A mudança passa por ajustes nas taxas de logística e de comissão cobradas dos vendedores, especialmente no modelo Fulfilled by Amazon (FBA). Com isso, a empresa passou a permitir que sellers ofereçam frete grátis em itens abaixo de 299 pesos mexicanos (R$ 90,40 pela cotação de hoje) com um custo total estimado entre 30% e 40% do valor do produto, calcula o Itaú BBA. Ainda é uma estrutura onerosa, mas considerada economicamente viável para parte dos vendedores.
No relatório, o banco destaca que o novo pacote de taxas da Amazon no país representa mais um movimento de ajuste competitivo do que uma ofensiva agressiva. “Concluímos que as taxas agora estão bem comparáveis", entre Amazon e Mercado Livre, em grande parte dos produtos analisados, afirma o Itaú BBA.
O dilema do frete grátis em produtos baratos
O ponto mais sensível dessa disputa está nos produtos de baixo tíquete, onde o frete pesa mais do que o preço do item. Como o custo logístico não cai na mesma proporção do valor do produto, oferecer frete grátis nesse segmento costuma ser um desafio estrutural para os marketplaces.
No Mercado Livre, esse modelo é particularmente restritivo. Para itens abaixo de 299 pesos mexicanos, o vendedor paga comissão, uma taxa fixa de frete e, caso queira oferecer frete grátis, um custo adicional que varia conforme peso e preço. Em muitos casos, a soma dessas despesas pode superar o valor do próprio produto, o que desestimula esse tipo de oferta.
Já a Amazon ajustou suas taxas para tornar esse modelo possível e competitivo, avalia o BBA, ao comparar o custo total pago pelos sellers nas duas plataformas
Por que o impacto sobre o MELI tende a ser limitado
Apesar da vantagem pontual da Amazon nos produtos baratos com frete grátis, o Itaú BBA avalia que o impacto sobre o Mercado Livre deve ser restrito. Isso porque esse segmento representa uma fatia relativamente pequena do negócio total da companhia.

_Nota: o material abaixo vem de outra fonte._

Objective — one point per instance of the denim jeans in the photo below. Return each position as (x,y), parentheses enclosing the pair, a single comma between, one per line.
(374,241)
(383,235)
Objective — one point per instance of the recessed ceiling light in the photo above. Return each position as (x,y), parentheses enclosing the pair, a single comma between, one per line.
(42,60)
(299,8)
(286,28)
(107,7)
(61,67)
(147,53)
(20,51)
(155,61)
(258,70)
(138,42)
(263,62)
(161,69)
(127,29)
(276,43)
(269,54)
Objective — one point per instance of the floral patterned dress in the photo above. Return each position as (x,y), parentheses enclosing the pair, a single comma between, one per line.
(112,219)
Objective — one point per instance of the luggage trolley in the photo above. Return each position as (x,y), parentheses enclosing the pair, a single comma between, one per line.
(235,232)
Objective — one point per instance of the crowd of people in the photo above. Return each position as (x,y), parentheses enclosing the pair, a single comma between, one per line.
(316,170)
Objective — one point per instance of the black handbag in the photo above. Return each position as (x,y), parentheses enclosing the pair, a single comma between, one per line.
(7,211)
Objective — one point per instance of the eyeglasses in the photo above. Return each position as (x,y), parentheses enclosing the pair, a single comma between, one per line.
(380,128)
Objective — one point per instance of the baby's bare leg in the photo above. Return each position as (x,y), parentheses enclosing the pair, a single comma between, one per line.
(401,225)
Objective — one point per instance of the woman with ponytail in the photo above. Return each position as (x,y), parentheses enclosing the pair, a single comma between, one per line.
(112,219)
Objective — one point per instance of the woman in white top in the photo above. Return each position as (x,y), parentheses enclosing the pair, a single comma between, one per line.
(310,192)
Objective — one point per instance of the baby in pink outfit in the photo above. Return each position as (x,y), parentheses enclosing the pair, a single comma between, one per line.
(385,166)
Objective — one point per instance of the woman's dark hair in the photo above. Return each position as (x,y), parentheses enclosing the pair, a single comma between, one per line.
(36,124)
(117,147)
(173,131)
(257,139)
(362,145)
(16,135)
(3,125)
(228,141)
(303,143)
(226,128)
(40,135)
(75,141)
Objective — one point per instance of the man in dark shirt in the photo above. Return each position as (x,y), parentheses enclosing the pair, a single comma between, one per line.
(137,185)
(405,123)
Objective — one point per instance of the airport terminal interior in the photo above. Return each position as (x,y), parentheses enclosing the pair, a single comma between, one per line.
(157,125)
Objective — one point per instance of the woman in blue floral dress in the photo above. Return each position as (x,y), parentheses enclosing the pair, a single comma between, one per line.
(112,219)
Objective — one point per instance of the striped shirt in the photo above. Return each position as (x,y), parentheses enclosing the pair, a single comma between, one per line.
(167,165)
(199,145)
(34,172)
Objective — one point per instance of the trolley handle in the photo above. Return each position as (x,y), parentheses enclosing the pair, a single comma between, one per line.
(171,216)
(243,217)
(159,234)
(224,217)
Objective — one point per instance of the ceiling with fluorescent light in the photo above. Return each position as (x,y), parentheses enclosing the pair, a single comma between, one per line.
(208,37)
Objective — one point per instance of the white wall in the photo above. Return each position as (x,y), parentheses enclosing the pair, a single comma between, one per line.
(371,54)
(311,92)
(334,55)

Segundo o banco, o México responde por cerca de 25% do GMV (valor total de mercadorias vendidas) do Mercado Livre, enquanto os produtos abaixo de 299 pesos mexicanos representam aproximadamente 22% do GMV mexicano. Assim, essas mercadorias de baixo valor correspondem a 5,5% do GMV total da empresa.

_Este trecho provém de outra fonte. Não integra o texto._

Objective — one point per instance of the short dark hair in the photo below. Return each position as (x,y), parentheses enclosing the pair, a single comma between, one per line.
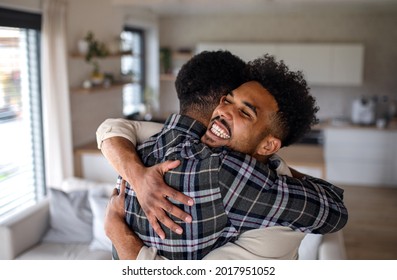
(205,78)
(296,106)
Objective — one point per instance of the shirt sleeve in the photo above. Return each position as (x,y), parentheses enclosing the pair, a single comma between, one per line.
(149,253)
(135,131)
(255,196)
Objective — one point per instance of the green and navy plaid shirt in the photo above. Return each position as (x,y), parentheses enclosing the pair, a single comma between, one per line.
(232,192)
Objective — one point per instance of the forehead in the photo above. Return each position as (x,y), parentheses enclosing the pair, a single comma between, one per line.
(256,95)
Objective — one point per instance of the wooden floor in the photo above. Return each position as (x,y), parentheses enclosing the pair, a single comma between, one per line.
(371,232)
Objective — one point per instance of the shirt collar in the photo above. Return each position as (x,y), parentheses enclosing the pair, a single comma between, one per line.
(186,125)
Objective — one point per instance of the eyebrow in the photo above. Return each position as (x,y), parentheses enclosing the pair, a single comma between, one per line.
(249,105)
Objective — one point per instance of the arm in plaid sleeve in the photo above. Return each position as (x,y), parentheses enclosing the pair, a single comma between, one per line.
(255,196)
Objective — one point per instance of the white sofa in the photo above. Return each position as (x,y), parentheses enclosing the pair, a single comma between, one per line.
(34,234)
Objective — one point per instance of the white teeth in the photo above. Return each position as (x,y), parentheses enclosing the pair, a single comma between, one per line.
(219,132)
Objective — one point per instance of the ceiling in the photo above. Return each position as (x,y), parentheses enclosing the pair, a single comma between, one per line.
(195,7)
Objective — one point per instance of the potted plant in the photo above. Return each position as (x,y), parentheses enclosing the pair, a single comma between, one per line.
(95,50)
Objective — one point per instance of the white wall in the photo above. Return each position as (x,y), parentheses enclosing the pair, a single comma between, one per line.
(377,31)
(106,22)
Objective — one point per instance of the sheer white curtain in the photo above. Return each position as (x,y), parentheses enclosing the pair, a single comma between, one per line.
(56,105)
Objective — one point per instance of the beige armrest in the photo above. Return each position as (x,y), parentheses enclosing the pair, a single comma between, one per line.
(332,247)
(24,230)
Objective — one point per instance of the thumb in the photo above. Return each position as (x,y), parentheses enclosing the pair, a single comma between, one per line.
(168,165)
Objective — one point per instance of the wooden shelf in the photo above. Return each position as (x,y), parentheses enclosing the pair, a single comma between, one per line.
(167,77)
(97,89)
(113,55)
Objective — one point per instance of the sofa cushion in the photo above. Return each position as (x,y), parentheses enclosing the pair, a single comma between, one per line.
(57,251)
(98,199)
(78,184)
(308,250)
(70,217)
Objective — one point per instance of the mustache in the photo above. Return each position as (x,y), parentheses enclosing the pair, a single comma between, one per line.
(222,121)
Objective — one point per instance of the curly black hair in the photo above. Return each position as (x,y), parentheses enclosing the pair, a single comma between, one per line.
(205,78)
(296,106)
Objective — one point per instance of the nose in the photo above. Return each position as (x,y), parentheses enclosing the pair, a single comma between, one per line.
(226,111)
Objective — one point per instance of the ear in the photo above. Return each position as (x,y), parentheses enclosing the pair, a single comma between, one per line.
(268,146)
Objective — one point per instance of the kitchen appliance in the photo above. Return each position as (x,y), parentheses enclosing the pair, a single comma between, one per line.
(364,111)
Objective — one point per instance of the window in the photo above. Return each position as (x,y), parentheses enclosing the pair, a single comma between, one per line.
(22,180)
(133,68)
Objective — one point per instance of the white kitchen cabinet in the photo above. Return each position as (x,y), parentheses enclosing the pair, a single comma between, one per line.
(321,63)
(361,156)
(347,65)
(315,60)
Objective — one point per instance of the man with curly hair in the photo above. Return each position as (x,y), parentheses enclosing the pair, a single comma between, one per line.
(235,193)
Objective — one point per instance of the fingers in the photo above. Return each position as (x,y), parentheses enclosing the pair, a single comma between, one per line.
(168,165)
(122,188)
(178,196)
(166,221)
(115,192)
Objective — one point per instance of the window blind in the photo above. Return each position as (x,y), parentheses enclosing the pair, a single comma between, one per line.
(22,180)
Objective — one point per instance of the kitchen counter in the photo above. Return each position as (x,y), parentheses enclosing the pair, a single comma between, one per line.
(335,124)
(308,159)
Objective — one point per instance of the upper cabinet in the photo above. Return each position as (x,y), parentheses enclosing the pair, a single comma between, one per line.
(322,64)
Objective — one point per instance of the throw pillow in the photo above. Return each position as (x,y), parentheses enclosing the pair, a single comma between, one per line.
(99,199)
(70,217)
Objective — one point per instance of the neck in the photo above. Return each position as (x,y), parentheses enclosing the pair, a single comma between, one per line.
(205,121)
(261,158)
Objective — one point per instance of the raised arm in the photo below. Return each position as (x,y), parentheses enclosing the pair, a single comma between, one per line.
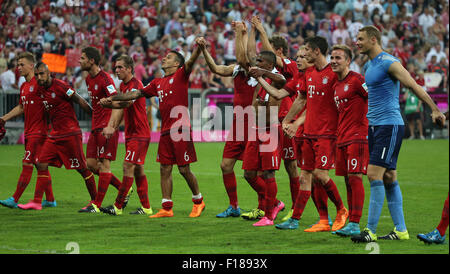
(291,128)
(278,80)
(190,63)
(298,104)
(251,46)
(16,111)
(273,91)
(82,103)
(131,95)
(217,69)
(265,42)
(113,124)
(399,72)
(241,50)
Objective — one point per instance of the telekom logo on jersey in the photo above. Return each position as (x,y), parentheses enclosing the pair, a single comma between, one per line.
(245,121)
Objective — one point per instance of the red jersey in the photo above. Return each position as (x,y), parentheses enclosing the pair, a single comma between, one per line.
(351,101)
(294,86)
(136,122)
(321,116)
(100,86)
(289,71)
(244,87)
(172,91)
(58,104)
(33,109)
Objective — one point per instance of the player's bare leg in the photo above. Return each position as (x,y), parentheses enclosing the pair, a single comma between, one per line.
(229,181)
(271,210)
(24,180)
(323,178)
(355,199)
(394,200)
(306,177)
(166,189)
(192,182)
(137,171)
(294,183)
(258,184)
(42,182)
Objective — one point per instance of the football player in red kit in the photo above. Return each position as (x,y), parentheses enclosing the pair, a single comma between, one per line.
(137,139)
(64,143)
(176,146)
(99,150)
(352,151)
(320,129)
(35,129)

“Dito isso, vemos impacto limitado mesmo se o Mercado Livre replicar integralmente as condições de frete grátis para produtos abaixo de 299 pesos mexicanos”, afirma o Itaú BBA, destacando que apenas uma parcela desses vendedores optaria por frete grátis mesmo em um cenário mais competitivo.
Além disso, o relatório ressalta que o México é o mercado onde o Mercado Livre tem maior penetração de sua operação logística, o que eleva os custos de troca para os vendedores. “Mexico is also where MELI has its highest fulfillment penetration, which should raise seller switching costs”, diz o banco, reforçando a resiliência da plataforma mesmo diante de ajustes da concorrência.
Convergência, não guerra de preços
Para o Itaú BBA, o movimento da Amazon deve ser lido como uma convergência de modelos, e não como uma disposição ilimitada de comprimir margens para ganhar mercado.
“Interpretamos o movimento da Amazon no México muito mais como uma possível normalização de economia por unidade de negócio em relação ao Mercado Livre do que como uma disposição ilimitada de comprimir ainda mais a monetização.”, afirma o relatório.
Com isso, o banco mantém visão positiva para as ações do Mercado Libre, com recomendação outperform (equivalente à compra) e preço-alvo de US$ 2,850 mil para o fim de 2026.